Una volta c’era il pane nel cestino. Prima era a fette, poi sono arrivati i paninetti coi semi, paninetti monoporzione, piccoli pani con vari gusti e vari condimenti. Poi è arrivato Romito, e provocatoriamente ha messo al centro della tavola la pagnotta. Era il 2017. Oggi non c’è ristorante che non serva il pane intero, crosta croccante e scura e interno morbido e alveolato, tagliato in quattro e portato in tavola caldo al punto giusto, pronto da mangiare a morsi. Per Romito è stata avanguardia, oggi è prassi consueta, frutto di una visione gastronomica diventata tradizione contemporanea.
Poi, però, come si fa a mangiare il pane senza “qualcosa”? L’olio era la consuetudine più immediata, l’alternativa scontata. Ma per fare qualcosa di altrettanto goloso ma più contemporaneo si è aperta la via del burro. C’è davvero bisogno di spiegare il suo fascino? Forse l’aspetto più sorprendente di questo sviluppo è che ci sia voluto così tanto tempo perché la gente ammettesse di volere che il burro diventasse un ingrediente principale. È un alimento che può essere spalmato e condito con sale a scaglie, e farlo davanti al vostro telefono farà battere l’icona del cuoricino a tutti i pollici che vi seguono.
Ma quando è iniziata la rinascita del burro? Nell’era moderna del cibo italiano possiamo far risalire questa riscoperta a Philippe Léveillé, bretone naturalizzato bresciano, due stelle Michelin che sottolineano la grande tecnica e la meravigliosa accoglienza, e svelano una cucina solida, concreta, piacevolissima. Lo chef al burro ha dedicato anche un libro, dal titolo più che mai evocativo: “La mia vita al burro“, e cosa desiderare di più? Ma non è di sicuro l’unico ad aver intuito le potenzialità infinite di questo alimento, e ad averne fatta un’icona.

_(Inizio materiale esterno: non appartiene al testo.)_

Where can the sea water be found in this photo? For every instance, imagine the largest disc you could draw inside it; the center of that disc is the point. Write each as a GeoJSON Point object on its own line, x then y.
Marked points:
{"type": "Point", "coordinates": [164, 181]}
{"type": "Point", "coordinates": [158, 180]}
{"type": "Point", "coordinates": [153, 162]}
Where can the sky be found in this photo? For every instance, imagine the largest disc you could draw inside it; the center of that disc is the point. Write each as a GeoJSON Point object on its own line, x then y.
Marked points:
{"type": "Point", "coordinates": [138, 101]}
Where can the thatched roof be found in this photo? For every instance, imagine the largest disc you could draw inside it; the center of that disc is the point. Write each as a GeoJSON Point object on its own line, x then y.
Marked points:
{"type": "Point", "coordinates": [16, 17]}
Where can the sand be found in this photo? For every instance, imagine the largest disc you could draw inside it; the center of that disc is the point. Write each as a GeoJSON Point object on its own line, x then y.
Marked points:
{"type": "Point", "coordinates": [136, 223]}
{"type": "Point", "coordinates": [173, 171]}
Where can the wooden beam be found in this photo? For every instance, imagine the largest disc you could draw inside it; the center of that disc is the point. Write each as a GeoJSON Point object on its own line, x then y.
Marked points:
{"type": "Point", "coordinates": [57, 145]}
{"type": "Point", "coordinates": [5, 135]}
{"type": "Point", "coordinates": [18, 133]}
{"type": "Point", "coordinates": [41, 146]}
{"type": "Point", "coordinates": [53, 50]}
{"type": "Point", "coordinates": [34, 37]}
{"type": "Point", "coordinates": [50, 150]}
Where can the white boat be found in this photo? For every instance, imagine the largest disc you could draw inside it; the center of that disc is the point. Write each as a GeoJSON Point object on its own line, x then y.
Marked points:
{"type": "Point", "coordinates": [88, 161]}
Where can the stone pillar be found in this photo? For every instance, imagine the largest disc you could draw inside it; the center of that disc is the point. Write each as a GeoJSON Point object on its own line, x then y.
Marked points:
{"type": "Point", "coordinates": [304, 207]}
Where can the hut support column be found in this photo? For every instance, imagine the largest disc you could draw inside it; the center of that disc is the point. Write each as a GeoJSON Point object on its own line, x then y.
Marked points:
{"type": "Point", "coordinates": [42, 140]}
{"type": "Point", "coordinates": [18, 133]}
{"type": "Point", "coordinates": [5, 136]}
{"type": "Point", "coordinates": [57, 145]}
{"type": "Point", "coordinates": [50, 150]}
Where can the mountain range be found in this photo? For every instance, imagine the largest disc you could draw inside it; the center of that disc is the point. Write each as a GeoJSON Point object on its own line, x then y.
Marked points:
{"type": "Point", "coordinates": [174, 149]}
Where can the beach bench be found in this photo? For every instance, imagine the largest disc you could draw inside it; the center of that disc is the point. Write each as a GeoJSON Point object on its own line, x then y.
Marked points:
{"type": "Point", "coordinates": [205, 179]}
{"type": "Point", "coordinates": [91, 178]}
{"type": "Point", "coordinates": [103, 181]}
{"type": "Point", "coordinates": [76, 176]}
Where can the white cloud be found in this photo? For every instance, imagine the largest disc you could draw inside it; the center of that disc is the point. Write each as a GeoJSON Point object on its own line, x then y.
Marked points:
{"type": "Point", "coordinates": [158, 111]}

Salendo un po’ più in su, arriviamo a Cortina e scopriamo un altro appassionatissimo, che ha creato una narrativa gastronomica proprio partendo dai latticini, e mettendo a frutto l’attività di famiglia dandole un’anima fine dining, primo tra tutti a decidere che il burro poteva ambire a passare dalle stalle alle stelle. Al San Brite la cucchiaiata di burro appoggiata al sasso è un rito di iniziazione, è l’apertura del pasto, è la firma e il segno di un luogo. È il territorio che arriva a tavola, è una dichiarazione di intenti da spalmare. È l’inizio del percorso che ci fa capire quanto qui locale e globale si intreccino fortemente.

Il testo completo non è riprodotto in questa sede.